I'm having a bit of a mystery in a autoconf script, specifically
Here's the relevant code:
AC_CHECK_FUNCS([eventfd], [AC_DEFINE([NN_HAVE_EVENTFD])]) AC_CHECK_FUNCS([pipe], [AC_DEFINE([NN_HAVE_PIPE])]) AC_CHECK_FUNCS([pipe2], [ AC_DEFINE([NN_HAVE_PIPE2]) CPPFLAGS="$CPPFLAGS -D_GNU_SOURCE" ]) AC_SEARCH_LIBS([socketpair], , [AC_DEFINE([NN_HAVE_SOCKETPAIR])])
i.e. checking for their existance. These work correctly and define the correct symbols. In this case, only
NN_HAVE_SOCKETPAIR gets defined, which is correct as this is a HP-UX system.
Now to the mystery part. Later in the configure.ac, there's a conditional referring to these symbols:
echo "ac_cv_func_eventfd: $ac_cv_func_eventfd" AS_IF([test x"$ac_cv_func_eventfd"=xyes], [ AC_DEFINE([NN_USE_EVENTFD])], [ AS_IF([test x"$ac_cv_func_pipe"=xyes], [ AC_DEFINE([NN_USE_PIPE])], [ AS_IF([test x"$ac_cv_func_socketpair"=xyes], [ AC_DEFINE([NN_USE_SOCKETPAIR])], [ AC_MSG_ERROR([No signaling supported]) ]) ]) ])

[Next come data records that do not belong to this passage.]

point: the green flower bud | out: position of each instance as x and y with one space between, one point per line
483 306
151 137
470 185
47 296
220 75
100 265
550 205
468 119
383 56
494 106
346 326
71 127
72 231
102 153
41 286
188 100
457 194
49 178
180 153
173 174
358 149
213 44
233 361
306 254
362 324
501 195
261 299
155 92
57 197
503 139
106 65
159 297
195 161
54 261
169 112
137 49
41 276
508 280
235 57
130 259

ac_cv_func_eventfd has value
no (I added the echo line to make sure),
NN_USE_EVENTFD gets defined anyway!
AS_IF macro is defined as such:
AS_IF (test1, [run-if-true1], ..., [run-if-false])
To me, the code seems quite correct, no? Is there anyone that can shed some light on this behavior?
Autoconf version is 2.67. The OS is HP-UX 11.31 ia64.